Para a Federação, não é aceitável que o planejamento que vai orientar a atuação e a gestão dos tribunais e conselhos do país no próximo ciclo estratégico dê espaço a discussões sobre produtividade, julgamento de processos e demandas da magistratura, mas deixe de fora a valorização dos servidores — justamente aqueles que estão na linha de frente da prestação dos serviços à sociedade.
A contradição se torna ainda maior porque o próprio relatório reconhece problemas como a rotatividade e a insuficiência da força de trabalho, mas não apresenta diretrizes para enfrentar o déficit de pessoal. Ao mesmo tempo em que aponta desafios que atingem diretamente os servidores, o documento não incorpora medidas capazes de assegurar condições adequadas para o desenvolvimento das atividades do Judiciário.
A ausência da representação dos servidores — ou seja, da própria Fenajufe — na elaboração do relatório também agrava o problema. Para a Federação, não é possível construir uma política judiciária nacional sem ouvir quem vivencia diariamente os problemas e desafios do funcionamento da Justiça. A eficiência, a transformação digital e a adoção de novas tecnologias dependem de servidores valorizados, em quantidade suficiente e com condições adequadas de trabalho.
A Fenajufe alerta que o déficit de pessoal, a sobrecarga de trabalho e as distorções remuneratórias precisam ser enfrentados.
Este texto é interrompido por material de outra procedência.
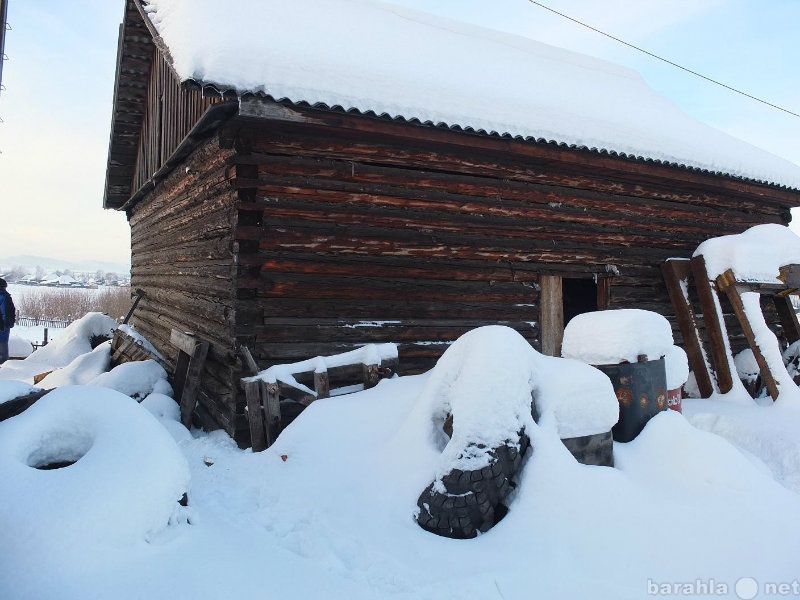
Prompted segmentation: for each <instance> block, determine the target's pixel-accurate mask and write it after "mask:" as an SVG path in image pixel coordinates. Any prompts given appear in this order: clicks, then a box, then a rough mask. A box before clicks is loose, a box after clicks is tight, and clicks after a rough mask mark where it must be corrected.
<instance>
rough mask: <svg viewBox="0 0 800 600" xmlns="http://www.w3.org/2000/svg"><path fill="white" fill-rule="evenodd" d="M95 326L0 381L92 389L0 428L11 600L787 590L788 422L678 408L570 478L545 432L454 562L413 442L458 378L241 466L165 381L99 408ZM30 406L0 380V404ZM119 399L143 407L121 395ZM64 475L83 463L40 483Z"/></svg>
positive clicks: (416, 443) (456, 542)
mask: <svg viewBox="0 0 800 600" xmlns="http://www.w3.org/2000/svg"><path fill="white" fill-rule="evenodd" d="M105 324H106V323H101V319H100V318H99V317H97V316H95V317H91V318H90V319H89V320H88V322H87V323H83V322H79V324H78V326H77V327H75V326H73V329H72V330H71V331H67V332H66V335H65V336H64V339H65V340H66V339H69V340H70V341H69V342H67V341H63V342H61V343H60V344H58V345H56V344H54V345H52V346H51V350H49V351H48V355H47V356H45V357H37V355H36V354H38V353H36V354H34V355H33V356H32V357H31V358H29V359H28V360H27V361H22V362H20V363H19V364H16V365H15V364H10V365H8V366H4V367H2V368H0V375H2V376H6V375H7V374H8V372H13V373H14V374H16V375H17V376H18V377H17V379H22V380H25V378H26V373H27V372H28V371H30V370H35V369H37V368H39V367H40V366H41V365H42V364H44V363H47V362H50V363H53V364H56V363H58V364H59V365H61V366H66V367H65V369H64V370H67V371H71V375H70V377H71V378H72V379H77V380H88V381H93V382H94V384H95V385H91V386H89V385H77V386H75V385H71V386H64V387H59V388H58V389H57V390H56V391H54V392H51V394H50V395H48V396H45V397H44V398H43V399H42V400H40V401H39V403H37V404H36V405H35V406H34V407H33V408H31V409H29V410H28V411H26V412H25V413H23V414H22V415H20V416H18V417H14V418H12V419H10V420H8V421H5V422H3V423H0V480H2V481H3V482H4V484H3V492H2V494H0V540H2V544H3V552H2V553H0V597H2V598H9V599H22V598H31V599H37V600H39V599H73V598H74V599H81V600H84V599H91V598H98V599H99V598H103V599H105V598H121V599H126V598H131V599H133V598H170V599H175V598H178V599H180V598H187V599H189V598H191V599H204V598H209V599H211V598H214V599H217V598H235V597H254V598H273V597H274V598H303V599H308V598H347V599H348V600H349V599H352V598H369V599H375V598H415V599H416V598H431V599H437V600H438V599H446V598H500V599H501V598H507V599H508V598H536V597H539V598H593V599H595V598H597V599H602V598H608V599H614V600H617V599H624V598H631V599H633V598H643V597H647V596H648V595H654V594H661V595H666V594H665V592H666V591H669V592H676V591H677V593H676V594H673V596H675V595H677V596H686V595H691V594H689V593H687V592H692V593H696V594H698V593H699V594H700V595H702V594H703V590H709V589H710V590H711V591H713V592H717V593H718V595H720V596H722V597H730V598H739V597H747V598H752V597H755V596H752V595H749V593H750V592H751V591H753V586H754V585H755V586H756V591H758V592H759V593H760V594H762V596H760V597H766V595H765V594H767V592H768V590H771V589H773V588H772V587H769V586H771V585H774V586H775V587H774V589H775V590H778V589H790V590H791V589H792V588H791V586H792V584H795V583H796V581H797V579H798V577H800V573H799V572H798V570H797V565H798V561H797V556H798V552H800V519H798V518H797V515H798V514H800V496H798V492H800V436H798V435H797V432H798V431H800V408H799V407H795V406H793V405H791V404H790V403H779V404H772V403H767V402H762V403H761V404H759V403H756V402H753V401H752V400H750V399H749V398H744V397H741V396H740V397H733V396H729V397H716V398H713V399H711V400H693V399H687V400H684V410H685V415H680V414H678V413H675V412H673V411H667V412H665V413H661V414H659V415H658V416H657V417H656V418H654V419H653V420H652V421H651V422H650V423H649V424H648V425H647V427H646V428H645V430H644V432H643V433H642V434H641V435H640V436H639V437H638V438H637V439H636V440H634V441H633V442H630V443H627V444H619V443H617V444H615V447H614V457H615V462H616V467H615V468H608V467H589V466H583V465H580V464H578V463H577V462H575V460H574V459H573V458H572V456H571V455H570V454H569V452H568V451H567V450H566V449H565V447H564V446H563V445H562V443H561V442H560V440H559V433H558V427H559V425H558V419H556V418H550V419H548V418H540V419H539V424H538V425H536V424H533V423H531V422H527V423H526V425H527V427H528V433H529V435H530V437H531V439H532V445H533V451H532V453H531V454H530V456H529V458H528V460H527V462H526V464H525V465H524V467H523V469H522V473H521V477H520V482H519V487H518V488H517V490H516V491H515V492H513V496H512V497H511V501H510V511H509V513H508V515H507V516H506V517H505V519H504V520H502V521H501V522H500V523H498V524H497V525H496V526H495V527H494V528H493V529H491V530H490V531H489V532H488V533H486V534H482V535H480V536H479V537H477V538H475V539H472V540H451V539H446V538H442V537H438V536H436V535H433V534H431V533H428V532H426V531H424V530H423V529H421V528H420V527H419V526H418V525H417V524H416V522H415V521H414V511H415V508H416V501H417V498H418V496H419V494H420V492H421V491H422V490H423V488H424V487H425V486H426V485H427V484H428V483H429V482H430V481H431V480H432V478H433V477H434V476H435V475H436V470H437V468H439V461H440V460H441V456H442V454H441V453H442V447H441V444H440V443H439V442H437V440H436V438H435V436H433V435H425V433H424V431H422V432H421V431H420V429H421V428H422V429H423V430H424V429H425V428H428V429H429V430H432V422H431V421H429V422H427V424H426V422H425V420H424V419H420V411H421V410H423V412H424V409H425V403H426V402H427V403H430V401H431V397H432V396H431V393H432V392H431V390H440V391H441V390H443V389H446V390H448V393H452V392H453V391H456V390H457V389H460V390H461V393H463V394H469V395H475V394H474V393H473V392H472V391H471V388H469V387H467V386H461V387H460V388H459V386H458V376H459V374H458V364H459V361H458V360H454V359H452V358H451V359H448V363H447V370H446V372H445V373H441V372H437V370H436V369H435V370H434V371H432V372H430V373H428V374H424V375H419V376H414V377H402V378H396V379H392V380H385V381H382V382H381V383H380V384H379V385H378V386H377V387H376V388H373V389H371V390H367V391H363V392H360V393H356V394H352V395H348V396H341V397H337V398H330V399H323V400H318V401H316V402H314V403H313V404H312V405H311V407H310V408H309V409H308V410H306V411H305V412H304V413H303V414H302V415H301V416H300V417H299V418H298V419H297V420H296V421H295V422H294V423H292V425H291V426H289V427H288V428H287V429H286V430H285V431H284V432H283V433H282V434H281V436H280V437H279V439H278V441H277V443H276V444H275V445H274V446H273V447H271V448H270V449H269V450H266V451H264V452H261V453H257V454H253V453H252V452H251V451H250V450H241V449H239V448H237V447H236V446H235V444H234V443H233V442H232V440H231V439H230V438H229V437H228V436H227V435H225V434H224V433H222V432H215V433H204V432H201V431H194V430H193V431H191V432H189V431H187V430H186V429H184V428H183V427H182V426H181V425H180V423H179V422H178V411H177V406H176V404H175V402H174V401H173V400H171V399H170V398H169V393H170V390H169V387H168V384H167V383H166V381H165V379H164V378H163V375H155V376H150V377H143V376H142V374H140V373H131V372H128V371H125V370H121V369H119V368H118V369H115V370H114V371H111V372H110V373H107V374H105V375H103V376H100V377H102V379H101V380H100V382H99V383H100V384H103V380H105V385H109V386H111V387H113V388H115V389H111V388H110V387H97V384H98V377H97V376H96V375H95V374H94V371H93V369H96V366H97V365H96V362H97V358H96V355H101V356H102V353H103V352H104V350H103V348H104V345H101V346H98V347H97V348H96V349H95V350H93V351H92V350H91V348H89V349H88V350H87V349H86V348H85V347H82V348H83V352H82V353H80V354H78V355H77V356H75V354H76V351H75V348H76V347H78V346H79V345H81V344H83V343H84V340H85V339H86V338H87V337H88V332H89V331H96V330H98V329H103V328H104V326H105ZM79 328H82V329H81V330H80V331H75V329H79ZM475 339H479V340H480V343H481V347H480V348H474V347H473V348H470V345H469V344H468V343H462V344H461V346H462V350H460V351H459V352H461V353H462V354H464V355H465V356H471V357H472V358H471V359H470V360H471V361H473V362H474V361H475V360H480V357H481V356H491V355H492V350H493V348H492V347H486V345H485V344H486V340H487V339H491V338H487V337H485V336H481V337H478V336H475ZM503 340H505V341H503ZM467 342H469V340H467ZM495 342H496V343H498V344H499V343H501V342H502V343H503V344H508V339H507V338H505V337H504V336H498V337H496V338H495ZM464 346H466V348H464ZM494 350H496V352H497V354H498V355H501V356H502V355H503V353H504V352H508V348H507V347H506V348H501V347H497V348H494ZM512 350H513V349H512ZM525 352H528V350H527V349H526V350H525ZM92 355H95V358H93V359H91V360H90V359H87V358H86V357H87V356H89V357H91V356H92ZM548 360H550V361H555V362H554V363H553V365H552V367H551V368H542V369H539V370H536V369H534V370H531V371H530V373H526V375H525V376H526V377H527V376H528V375H530V376H531V377H533V378H534V379H537V380H543V379H545V378H554V377H556V378H559V381H561V382H562V383H569V385H568V387H569V388H570V389H574V388H575V387H576V386H577V385H578V384H579V383H580V382H579V381H568V379H570V378H571V379H573V380H576V379H577V380H580V379H582V376H581V375H580V373H581V372H582V370H583V368H588V367H585V366H582V368H581V369H569V368H567V367H568V365H569V364H570V363H571V362H572V361H567V360H564V361H559V360H558V359H548ZM26 364H27V365H28V366H30V367H31V368H30V369H28V370H26V369H27V367H26ZM461 364H466V363H461ZM542 364H543V365H544V366H545V367H547V365H545V363H542ZM557 364H558V365H561V367H563V368H561V367H559V368H555V367H556V365H557ZM565 365H566V366H565ZM495 367H497V365H495ZM84 368H85V369H87V372H85V373H83V374H82V371H83V370H84ZM471 368H476V365H471ZM89 371H91V372H89ZM487 374H488V375H490V376H491V375H492V373H487ZM576 374H577V375H576ZM51 377H52V376H51ZM453 377H455V378H456V379H453ZM589 379H591V377H589ZM145 380H146V385H145V384H144V383H142V382H144V381H145ZM135 382H139V383H140V385H138V386H135V385H131V384H133V383H135ZM532 383H534V384H535V383H536V382H535V381H533V382H532ZM21 385H22V384H21V383H19V382H18V381H9V380H3V379H0V402H2V401H4V400H7V399H8V397H10V396H13V395H17V394H19V393H20V392H21V391H25V390H27V389H29V388H27V387H25V386H23V388H24V389H21V387H20V386H21ZM442 386H445V387H444V388H443V387H442ZM132 387H138V388H139V389H138V391H139V393H142V392H147V393H149V395H148V396H147V398H145V400H144V401H143V402H141V403H137V402H136V401H135V400H133V399H131V398H130V397H128V396H125V395H122V394H121V393H120V392H119V391H116V390H123V391H127V392H128V393H130V391H131V389H128V388H132ZM555 387H556V388H557V387H559V386H555ZM551 389H552V388H551ZM561 389H564V388H563V386H562V388H561ZM482 390H483V388H482V389H481V390H477V391H482ZM541 393H542V394H550V393H551V392H550V391H547V389H545V390H544V391H542V392H541ZM488 400H489V401H490V402H491V401H502V400H501V399H497V398H494V399H493V398H489V399H488ZM762 404H763V405H762ZM545 405H547V403H545ZM432 418H433V417H432ZM167 433H169V434H171V435H167ZM47 449H49V450H47ZM159 456H160V457H163V460H158V457H159ZM59 459H62V460H75V459H78V460H77V462H76V463H75V464H73V465H71V466H68V467H65V468H61V469H57V470H51V471H46V470H38V469H34V468H32V466H37V465H41V464H44V463H46V462H47V461H48V460H50V461H56V460H59ZM183 491H188V498H189V505H188V507H183V506H181V505H180V504H179V503H178V500H179V499H180V496H181V494H182V492H183ZM781 584H785V585H788V586H790V587H789V588H778V587H777V586H779V585H781ZM723 592H724V593H723Z"/></svg>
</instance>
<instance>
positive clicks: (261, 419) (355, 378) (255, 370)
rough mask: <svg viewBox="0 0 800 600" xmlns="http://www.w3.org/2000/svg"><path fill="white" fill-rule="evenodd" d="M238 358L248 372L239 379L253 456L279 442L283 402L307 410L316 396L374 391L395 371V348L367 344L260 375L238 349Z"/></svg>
mask: <svg viewBox="0 0 800 600" xmlns="http://www.w3.org/2000/svg"><path fill="white" fill-rule="evenodd" d="M240 355H241V357H242V363H243V364H244V366H245V370H246V371H247V372H249V374H250V377H245V378H243V379H242V387H243V388H244V392H245V398H246V401H247V416H248V423H249V425H250V437H251V442H252V447H253V452H259V451H261V450H264V449H265V448H268V447H270V446H271V445H272V444H273V443H274V442H275V440H276V439H277V437H278V434H279V433H280V431H281V429H282V426H283V425H284V423H283V418H282V413H281V401H282V400H284V401H286V400H291V401H293V402H295V403H297V404H299V405H301V406H302V407H306V406H308V405H310V404H311V403H312V402H314V401H316V400H318V399H320V398H328V397H330V396H332V395H333V396H337V395H342V394H343V393H348V392H351V391H358V390H361V389H368V388H371V387H375V386H376V385H377V384H378V382H379V381H380V380H381V379H383V378H386V377H391V376H392V375H394V373H395V372H396V371H397V347H396V346H395V345H394V344H381V345H375V344H370V345H368V346H364V347H363V348H360V349H358V350H355V351H351V352H347V353H344V354H339V355H334V356H318V357H315V358H313V359H310V360H307V361H302V362H298V363H292V364H288V365H275V366H273V367H271V368H270V369H267V370H266V371H261V372H259V369H258V366H257V365H256V362H255V360H253V358H252V356H251V354H250V351H249V350H248V349H247V348H246V347H241V348H240ZM348 361H350V362H348ZM312 388H313V389H312Z"/></svg>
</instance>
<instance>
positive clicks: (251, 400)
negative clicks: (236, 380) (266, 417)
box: [243, 379, 267, 452]
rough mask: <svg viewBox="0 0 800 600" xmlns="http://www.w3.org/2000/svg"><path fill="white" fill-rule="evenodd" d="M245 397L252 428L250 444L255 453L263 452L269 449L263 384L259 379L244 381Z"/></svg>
mask: <svg viewBox="0 0 800 600" xmlns="http://www.w3.org/2000/svg"><path fill="white" fill-rule="evenodd" d="M243 386H244V395H245V398H246V399H247V422H248V424H249V426H250V442H251V445H252V448H253V452H261V451H262V450H264V449H266V447H267V437H266V430H265V428H264V409H263V407H262V399H261V384H260V382H259V381H258V380H257V379H251V380H249V381H247V380H243Z"/></svg>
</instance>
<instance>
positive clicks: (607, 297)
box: [597, 277, 613, 310]
mask: <svg viewBox="0 0 800 600" xmlns="http://www.w3.org/2000/svg"><path fill="white" fill-rule="evenodd" d="M612 279H613V278H612V277H598V278H597V310H608V309H609V308H611V280H612Z"/></svg>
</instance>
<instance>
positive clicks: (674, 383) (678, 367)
mask: <svg viewBox="0 0 800 600" xmlns="http://www.w3.org/2000/svg"><path fill="white" fill-rule="evenodd" d="M664 369H665V370H666V372H667V389H668V390H677V389H678V388H679V387H681V386H682V385H683V384H684V383H686V381H687V380H688V379H689V358H688V357H687V356H686V351H685V350H684V349H683V348H681V347H680V346H673V347H672V348H670V349H669V352H667V353H666V354H665V355H664Z"/></svg>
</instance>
Também destaca a necessidade de reconhecer o nível de qualificação, a complexidade das atividades e o conhecimento técnico exigidos no exercício das funções.
Nesse sentido, a proposta de reestruturação das carreiras, elaborada em conformidade com as diretrizes aprovadas pela categoria e protocolada no CNJ em 2023, reúne medidas que precisam ser incluídas neste debate. Entre elas, estão a equiparação do cargo de analista judiciário ao de auditor fiscal e a redução das diferenças remuneratórias entre os cargos por meio da sobreposição de tabelas, no modelo 100–85–70, além de outras medidas de valorização das carreiras.
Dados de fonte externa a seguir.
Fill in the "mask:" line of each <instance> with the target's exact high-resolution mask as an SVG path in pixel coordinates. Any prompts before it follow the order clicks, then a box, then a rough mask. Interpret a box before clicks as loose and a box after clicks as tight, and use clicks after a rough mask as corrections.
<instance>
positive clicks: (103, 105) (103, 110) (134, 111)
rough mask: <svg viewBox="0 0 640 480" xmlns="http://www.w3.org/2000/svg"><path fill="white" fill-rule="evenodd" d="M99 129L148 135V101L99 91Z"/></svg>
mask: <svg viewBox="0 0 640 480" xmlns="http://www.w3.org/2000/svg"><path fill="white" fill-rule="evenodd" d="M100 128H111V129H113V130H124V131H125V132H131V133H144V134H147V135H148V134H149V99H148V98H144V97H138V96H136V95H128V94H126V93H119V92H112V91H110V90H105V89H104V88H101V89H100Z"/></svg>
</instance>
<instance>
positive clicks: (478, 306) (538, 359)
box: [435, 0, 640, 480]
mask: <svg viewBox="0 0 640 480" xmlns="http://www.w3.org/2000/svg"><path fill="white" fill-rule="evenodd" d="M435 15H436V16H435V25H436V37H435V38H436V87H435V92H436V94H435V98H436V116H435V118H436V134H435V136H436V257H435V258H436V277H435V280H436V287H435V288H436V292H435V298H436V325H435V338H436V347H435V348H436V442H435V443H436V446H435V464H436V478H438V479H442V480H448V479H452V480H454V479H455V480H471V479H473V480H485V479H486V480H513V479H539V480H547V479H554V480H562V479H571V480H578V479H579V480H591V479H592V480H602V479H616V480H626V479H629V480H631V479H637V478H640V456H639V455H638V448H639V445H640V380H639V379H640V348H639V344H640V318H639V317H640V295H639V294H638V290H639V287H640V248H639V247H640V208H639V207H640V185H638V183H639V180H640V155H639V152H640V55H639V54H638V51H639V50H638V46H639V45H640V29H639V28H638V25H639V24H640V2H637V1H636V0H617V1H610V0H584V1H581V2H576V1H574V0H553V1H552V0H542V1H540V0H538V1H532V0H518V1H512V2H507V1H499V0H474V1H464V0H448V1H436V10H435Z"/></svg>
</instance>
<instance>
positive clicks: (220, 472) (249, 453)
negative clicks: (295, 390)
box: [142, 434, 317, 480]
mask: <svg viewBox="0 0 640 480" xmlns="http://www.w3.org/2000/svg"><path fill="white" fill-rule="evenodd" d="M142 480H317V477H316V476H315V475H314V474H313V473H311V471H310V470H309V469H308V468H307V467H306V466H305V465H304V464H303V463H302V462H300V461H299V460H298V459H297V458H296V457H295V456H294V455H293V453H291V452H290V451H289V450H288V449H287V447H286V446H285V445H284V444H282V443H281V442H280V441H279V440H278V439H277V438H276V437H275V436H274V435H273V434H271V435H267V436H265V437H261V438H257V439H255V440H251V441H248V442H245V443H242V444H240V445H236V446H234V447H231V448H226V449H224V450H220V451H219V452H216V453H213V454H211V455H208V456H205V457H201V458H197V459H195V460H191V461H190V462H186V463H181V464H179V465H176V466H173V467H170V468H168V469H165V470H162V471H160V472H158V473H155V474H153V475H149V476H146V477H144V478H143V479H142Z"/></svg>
As contribuições apresentadas ao CNJ foram organizadas em cinco eixos:
- Ampliação das nomeações, para recompor os quadros, suprir as vagas existentes e reduzir a sobrecarga de trabalho;
- Valorização e desenvolvimento das carreiras, reconhecendo os servidores como elemento essencial para o funcionamento e o aprimoramento da Justiça;
- Melhoria das condições de trabalho e da qualidade de vida, com atenção à prevenção do adoecimento e à redução da sobrecarga;
- Políticas permanentes de capacitação e formação, especialmente diante das transformações decorrentes da digitalização, da inteligência artificial e da modernização dos processos de trabalho; e
- Reestruturação da carreira dos servidores do PJU, com valorização dos cargos, das atribuições e das competências, melhoria da estrutura remuneratória e das condições de desenvolvimento na carreira, além do reconhecimento da crescente complexidade e responsabilidade das atividades desempenhadas.
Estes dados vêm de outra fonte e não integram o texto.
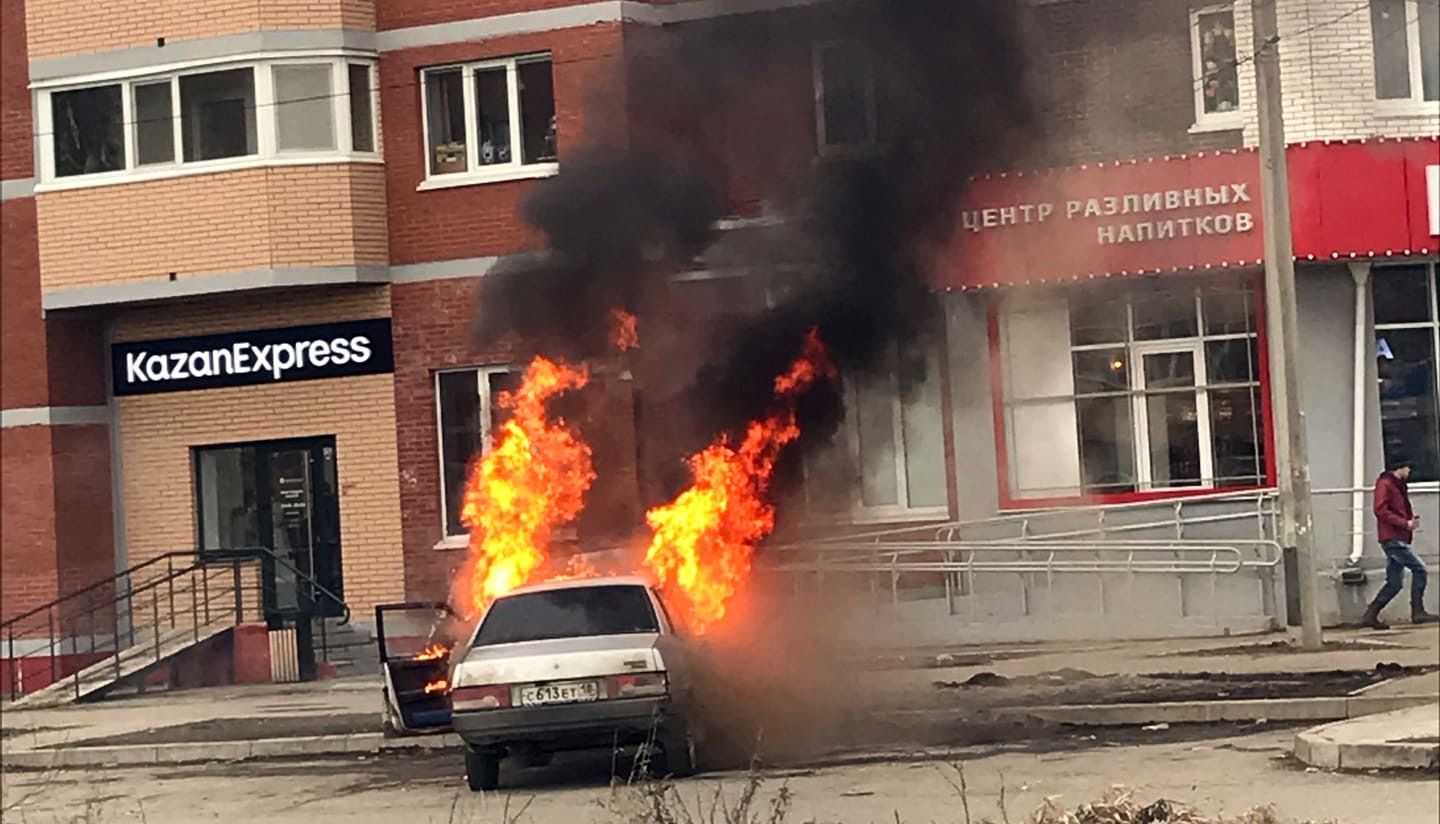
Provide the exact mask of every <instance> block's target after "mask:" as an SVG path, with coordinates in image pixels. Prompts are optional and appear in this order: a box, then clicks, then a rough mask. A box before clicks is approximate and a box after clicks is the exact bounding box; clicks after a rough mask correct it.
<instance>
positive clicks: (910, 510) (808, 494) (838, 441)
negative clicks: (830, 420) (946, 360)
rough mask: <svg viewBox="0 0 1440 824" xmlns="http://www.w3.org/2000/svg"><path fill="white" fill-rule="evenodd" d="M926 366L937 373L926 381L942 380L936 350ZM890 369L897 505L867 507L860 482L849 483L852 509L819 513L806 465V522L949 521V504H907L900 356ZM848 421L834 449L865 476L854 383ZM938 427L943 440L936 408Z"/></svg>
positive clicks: (892, 429) (806, 466) (838, 436)
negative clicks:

Diante disso, a Federação solicita que sejam apreciadas e incorporadas as contribuições apresentadas pela categoria, assegurando que suas perspectivas e necessidades sejam consideradas na construção das diretrizes da Estratégia Nacional do Poder Judiciário 2027-2032.
A Fenajufe também se coloca à disposição para contribuir tecnicamente com o processo, apresentando propostas e subsídios para o fortalecimento e a valorização do quadro de servidores do PJU.